Add support for Pandas Dataframes to arcpy

7668
10
02-14-2018 02:12 PM
Status: Under Consideration
Labels (1)
martinschaefer1
New Contributor III

Pandas are a great asset for any data scientist. Data manipulation using pandas dataframes is powerful and easy. At the moment they only way to read feature class data into pandas for manipulation is using structured numpy arrays using arcpy.da.FeatureClassToNumPyArray, and then convert that to a dataframe. That is quite straightforward, but the reverse is more difficult due to the data types dataframes use. Strings are usually stored as objects, which arcpy.da.NumPyArrayToFeatureClass doesn't support. So each column's dtype has to be checked and converted if necessary.

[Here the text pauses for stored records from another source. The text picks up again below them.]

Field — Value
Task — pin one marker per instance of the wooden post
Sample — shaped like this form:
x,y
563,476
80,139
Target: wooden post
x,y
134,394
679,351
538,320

It'd be great to have a arcpy.da.FeatureClassToDataFrame and arcpy.da.DataFrameToFeatureClass.

Tags (3)
10 Comments
BruceHarold

Hi, I'm no pandas expert (never used it!) but there is a simple example of creating a DataFrame from a cursor here:

Summary Statistics—Help | ArcGIS Desktop 

martinschaefer1

Cheers for the suggestion. However, creating DataFrames is not the issue. Creating a feature class from a DF is, due to the need to go via numpyarrays.

alex_friant

Have you tried the Spatially Enabled DataFrame? Introduction to the Spatially Enabled DataFrame | ArcGIS for Developers 

  1. Import necessary modules
  2. read from a feature class into a dataframe
  3. write from dataframe to feature class

screen shots from documentation

simoxu
by MVP Regular Contributor

When will this feature be released roughly? it will make jupyter notebook in ArcGIS Pro more useful for data analysis.

HannesZiegler
Status changed to: In Product Plan

Hello all,

Thank you for your interest and feedback! As pointed out by @alex_friant, it is already possible to convert a data frame to a featureclass and vice versa using the ArcGIS API for Python.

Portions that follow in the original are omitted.